Error Message

from transformers import AutoModelForCausalLM import torch

model = AutoModelForCausalLM.from_pretrained( "nvidia/Nemotron-3-Nano-Omni-30B-A3B-Reasoning-BF16", trust_remote_code=True, torch_dtype=torch.bfloat16, device_map="cuda:0", )

model.gradient_checkpointing_enable()

→ ValueError: NemotronHForCausalLM does not support gradient checkpointing.

Q: Expected behavior

`model.gradient_checkpointing_enable()` should succeed (matching the behavior of the canonical `transformers/models/nemotron_h` implementation) and propagate `self.gradient_checkpointing = True` to each `NemotronHBlock`. The blocks already inherit from `GradientCheckpointingLayer`, so after the flag is set the standard HF gradient-checkpointing path activates: forward passes are wrapped in `torch.utils.checkpoint.checkpoint(...)`, activations are recomputed during backward, peak memory drops ~30-50%. Concretely, this unblocks LoRA fine-tuning the 30B-A3B Omni model on a single 96GB GPU at sensible defaults (`max_length` up to 512, `batch_size` up to 2 for KTO).

Code Example

from transformers import AutoModelForCausalLM
import torch

model = AutoModelForCausalLM.from_pretrained(
    "nvidia/Nemotron-3-Nano-Omni-30B-A3B-Reasoning-BF16",
    trust_remote_code=True,
    torch_dtype=torch.bfloat16,
    device_map="cuda:0",
)

model.gradient_checkpointing_enable()
# → ValueError: NemotronHForCausalLM does not support gradient checkpointing.

---

class NemotronHBlock(GradientCheckpointingLayer):
    ...

---

class NemotronHPreTrainedModel(PreTrainedModel):
     config: NemotronHConfig
     base_model_prefix = "backbone"
+    supports_gradient_checkpointing = True
     _no_split_modules = ["NemotronHBlock"]
     _skip_keys_device_placement = ["past_key_values"]
     _supports_flash_attn = True

System Info

transformers version: 5.8.0
Platform: Linux-6.17.0-22-generic-x86_64-with-glibc2.39
Python version: 3.10.19
PyTorch version (GPU?): 2.10.0+cu128 (cuda 12.8)
Huggingface_hub version: 0.36.2
Safetensors version: 0.6.2
Accelerate version: 1.11.0
Accelerate config: not found
PEFT version: 0.18.1
TRL version: 0.29.1
bitsandbytes version: 0.49.2
GPU: NVIDIA RTX PRO 6000 Blackwell Workstation Edition (96 GB)
Model: nvidia/Nemotron-3-Nano-Omni-30B-A3B-Reasoning-BF16 (also affects -FP8 and -NVFP4)
Loaded via: trust_remote_code=True

Who can help?

@ArthurZucker @Cyrilvallez (text models / trust_remote_code / model loading) @SunMarc (Trainer / fits with this) — gradient checkpointing affects DPO/KTO/SFT training @BenjaminBossan @githubnemo (PEFT — affects LoRA fine-tuning users)
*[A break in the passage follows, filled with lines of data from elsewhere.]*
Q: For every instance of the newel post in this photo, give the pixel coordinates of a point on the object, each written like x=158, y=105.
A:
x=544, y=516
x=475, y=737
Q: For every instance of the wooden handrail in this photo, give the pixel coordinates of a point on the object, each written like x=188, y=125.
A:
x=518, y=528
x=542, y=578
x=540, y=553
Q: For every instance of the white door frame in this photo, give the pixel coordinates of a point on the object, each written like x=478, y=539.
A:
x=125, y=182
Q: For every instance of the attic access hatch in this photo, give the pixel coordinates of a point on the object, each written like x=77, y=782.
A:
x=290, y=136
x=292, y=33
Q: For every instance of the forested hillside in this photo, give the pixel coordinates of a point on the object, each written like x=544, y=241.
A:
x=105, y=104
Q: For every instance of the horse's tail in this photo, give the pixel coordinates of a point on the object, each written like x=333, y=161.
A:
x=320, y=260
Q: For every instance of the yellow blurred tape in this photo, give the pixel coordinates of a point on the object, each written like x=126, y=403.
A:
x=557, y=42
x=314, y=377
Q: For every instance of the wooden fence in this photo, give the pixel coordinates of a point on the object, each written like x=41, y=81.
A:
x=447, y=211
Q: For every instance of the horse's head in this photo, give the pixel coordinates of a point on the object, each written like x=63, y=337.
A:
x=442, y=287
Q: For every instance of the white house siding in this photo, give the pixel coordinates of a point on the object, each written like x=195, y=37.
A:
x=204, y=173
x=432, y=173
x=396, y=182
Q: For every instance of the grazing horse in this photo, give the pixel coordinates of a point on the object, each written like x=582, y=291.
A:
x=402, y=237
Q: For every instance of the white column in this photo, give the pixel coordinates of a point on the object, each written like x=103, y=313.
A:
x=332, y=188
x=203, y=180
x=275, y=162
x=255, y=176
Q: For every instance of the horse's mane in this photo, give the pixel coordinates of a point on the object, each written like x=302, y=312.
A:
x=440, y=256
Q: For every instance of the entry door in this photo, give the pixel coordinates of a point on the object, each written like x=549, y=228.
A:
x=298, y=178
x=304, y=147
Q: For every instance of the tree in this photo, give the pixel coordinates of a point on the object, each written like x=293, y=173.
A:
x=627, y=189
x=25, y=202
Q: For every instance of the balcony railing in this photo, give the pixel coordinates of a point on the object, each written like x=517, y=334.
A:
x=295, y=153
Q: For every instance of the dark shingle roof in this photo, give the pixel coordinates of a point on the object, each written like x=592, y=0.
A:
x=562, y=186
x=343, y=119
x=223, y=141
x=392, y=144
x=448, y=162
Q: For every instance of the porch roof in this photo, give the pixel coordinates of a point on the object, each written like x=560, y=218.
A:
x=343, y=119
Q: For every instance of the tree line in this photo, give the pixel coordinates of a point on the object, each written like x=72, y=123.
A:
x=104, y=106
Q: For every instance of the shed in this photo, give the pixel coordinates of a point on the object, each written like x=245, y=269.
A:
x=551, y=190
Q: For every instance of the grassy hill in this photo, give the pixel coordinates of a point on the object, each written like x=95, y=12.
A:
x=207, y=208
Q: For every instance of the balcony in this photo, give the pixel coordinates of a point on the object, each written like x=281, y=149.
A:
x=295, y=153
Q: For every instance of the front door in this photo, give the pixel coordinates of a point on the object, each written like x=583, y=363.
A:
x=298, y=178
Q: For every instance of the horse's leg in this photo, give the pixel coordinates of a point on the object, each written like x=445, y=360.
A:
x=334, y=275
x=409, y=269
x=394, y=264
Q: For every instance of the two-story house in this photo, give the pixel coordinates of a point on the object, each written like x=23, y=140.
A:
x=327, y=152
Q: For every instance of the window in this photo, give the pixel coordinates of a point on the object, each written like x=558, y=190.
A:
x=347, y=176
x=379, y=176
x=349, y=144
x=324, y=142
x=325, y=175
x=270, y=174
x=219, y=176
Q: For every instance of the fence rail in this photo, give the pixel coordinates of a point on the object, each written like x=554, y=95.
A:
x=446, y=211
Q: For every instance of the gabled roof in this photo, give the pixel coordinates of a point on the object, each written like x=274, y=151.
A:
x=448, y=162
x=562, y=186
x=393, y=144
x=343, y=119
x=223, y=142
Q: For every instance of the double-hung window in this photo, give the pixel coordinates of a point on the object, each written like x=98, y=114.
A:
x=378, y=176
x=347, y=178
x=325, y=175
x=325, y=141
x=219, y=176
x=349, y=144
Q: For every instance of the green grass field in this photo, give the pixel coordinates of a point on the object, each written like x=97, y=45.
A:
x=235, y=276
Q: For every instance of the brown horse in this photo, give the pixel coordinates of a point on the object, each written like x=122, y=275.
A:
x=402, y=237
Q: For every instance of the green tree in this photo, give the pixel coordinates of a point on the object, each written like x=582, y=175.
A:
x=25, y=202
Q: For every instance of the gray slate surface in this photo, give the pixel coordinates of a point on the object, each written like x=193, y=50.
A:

cc: NVIDIA team maintaining the Nemotron-3-Nano-Omni model repos

Information

The official example scripts
My own modified scripts

Tasks

An officially supported task in the examples folder (such as GLUE/SQuAD, ...)
My own task or dataset (give details below)

Reproduction

Loading the model via trust_remote_code=True and trying to enable gradient checkpointing raises a ValueError, even though the block-level machinery (NemotronHBlock(GradientCheckpointingLayer)) is already in place.

Minimal repro:

from transformers import AutoModelForCausalLM
import torch

model = AutoModelForCausalLM.from_pretrained(
    "nvidia/Nemotron-3-Nano-Omni-30B-A3B-Reasoning-BF16",
    trust_remote_code=True,
    torch_dtype=torch.bfloat16,
    device_map="cuda:0",
)

model.gradient_checkpointing_enable()
# → ValueError: NemotronHForCausalLM does not support gradient checkpointing.

Same failure if you instead set gradient_checkpointing=True in TrainingArguments, DPOConfig, KTOConfig, or SFTConfig. The same failure happens on the -FP8 and -NVFP4 variants which ship the same modeling_nemotron_h.py.

Practical impact — LoRA fine-tuning the 30B-A3B Omni model on a single 96GB GPU OOMs at otherwise-reasonable settings because we can't checkpoint activations:

DPO at max_length=512, batch_size=1, LoRA rank 32 (attn + MLP) → OOM
KTO at max_length=384, batch_size=2 (KTO requires batch ≥ 2) → OOM at step 1 backward

Root cause: the trust_remote_code modeling_nemotron_h.py shipped with NVIDIA's Omni model repos is missing the supports_gradient_checkpointing = True class attribute on NemotronHPreTrainedModel. The canonical transformers/models/nemotron_h/modeling_nemotron_h.py in this repo does have the flag (around line 953). The Omni trust_remote_code copy diverged.

The infra is already there — line 985 of the trust_remote_code modeling file:

class NemotronHBlock(GradientCheckpointingLayer):
    ...

So if we just set the class flag, GradientCheckpointingLayer does the rest (auto-wraps the block's forward in torch.utils.checkpoint.checkpoint(...) when self.gradient_checkpointing = True).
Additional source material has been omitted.